Pulse-pressure variation and hemodynamic response in patients with elevated pulmonary artery pressure: a clinical study
1 Department of Intensive Care Medicine, Bern University Hospital and University of Bern (Inselspital), Freiburgstrasse 10, 3010 Bern, Switzerland
2 Department of Anesthesiology and Pain Therapy, Bern University Hospital and University of Bern (Inselspital), Freiburgstrasse 10, 3010 Bern, Switzerland
Critical Care 2010, 14:R111 doi:10.1186/cc9060
See related commentary by Madger, http://ccforum.com/content/14/5/197Published: 11 June 2010
Pulse-pressure variation (PPV) due to increased right ventricular afterload and dysfunction may misleadingly suggest volume responsiveness. We aimed to assess prediction of volume responsiveness with PPV in patients with increased pulmonary artery pressure.

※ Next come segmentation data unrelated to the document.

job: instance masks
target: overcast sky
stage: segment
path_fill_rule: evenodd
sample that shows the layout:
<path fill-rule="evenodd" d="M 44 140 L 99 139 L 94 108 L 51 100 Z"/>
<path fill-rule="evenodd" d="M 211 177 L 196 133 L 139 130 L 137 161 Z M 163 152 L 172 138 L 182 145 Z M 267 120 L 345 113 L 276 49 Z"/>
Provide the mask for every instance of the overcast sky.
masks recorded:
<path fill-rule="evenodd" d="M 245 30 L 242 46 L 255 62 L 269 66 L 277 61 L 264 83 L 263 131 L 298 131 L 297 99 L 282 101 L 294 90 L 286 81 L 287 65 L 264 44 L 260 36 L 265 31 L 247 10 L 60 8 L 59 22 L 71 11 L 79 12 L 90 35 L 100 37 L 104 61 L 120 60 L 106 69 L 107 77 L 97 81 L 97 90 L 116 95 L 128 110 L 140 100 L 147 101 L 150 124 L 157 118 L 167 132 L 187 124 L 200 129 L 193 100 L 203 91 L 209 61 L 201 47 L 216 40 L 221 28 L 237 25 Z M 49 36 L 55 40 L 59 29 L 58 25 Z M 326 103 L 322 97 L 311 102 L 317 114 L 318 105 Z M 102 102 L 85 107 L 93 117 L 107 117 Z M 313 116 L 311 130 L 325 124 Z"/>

Fifteen cardiac surgery patients with a history of increased pulmonary artery pressure (mean pressure, 27 ± 5 mm Hg (mean ± SD) before fluid challenges) and seven septic shock patients (mean pulmonary artery pressure, 33 ± 10 mm Hg) were challenged with 200 ml hydroxyethyl starch boli ordered on clinical indication. PPV, right ventricular ejection fraction (EF) and end-diastolic volume (EDV), stroke volume (SV), and intravascular pressures were measured before and after volume challenges.

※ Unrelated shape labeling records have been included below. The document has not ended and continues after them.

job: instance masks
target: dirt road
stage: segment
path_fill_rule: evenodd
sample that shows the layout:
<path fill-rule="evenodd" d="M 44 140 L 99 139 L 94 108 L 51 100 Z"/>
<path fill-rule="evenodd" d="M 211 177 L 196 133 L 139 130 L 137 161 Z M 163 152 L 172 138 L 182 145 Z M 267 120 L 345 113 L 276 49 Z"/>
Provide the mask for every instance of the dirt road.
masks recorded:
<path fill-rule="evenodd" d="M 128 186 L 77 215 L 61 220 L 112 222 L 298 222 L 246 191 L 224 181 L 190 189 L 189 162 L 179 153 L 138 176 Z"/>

Of 69 fluid challenges, 19 (28%) increased SV > 10%. PPV did not predict volume responsiveness (area under the receiver operating characteristic curve, 0.555; P = 0.485). PPV was ≥13% before 46 (67%) fluid challenges, and SV increased in 13 (28%). Right ventricular EF decreased in none of the fluid challenges, resulting in increased SV, and in 44% of those in which SV did not increase (P = 0.0003). EDV increased in 28% of fluid challenges, resulting in increased SV, and in 44% of those in which SV did not increase (P = 0.272).
Both early after cardiac surgery and in septic shock, patients with increased pulmonary artery pressure respond poorly to fluid administration. Under these conditions, PPV cannot be used to predict fluid responsiveness. The frequent reduction in right ventricular EF when SV did not increase suggests that right ventricular dysfunction contributed to the poor response to fluids.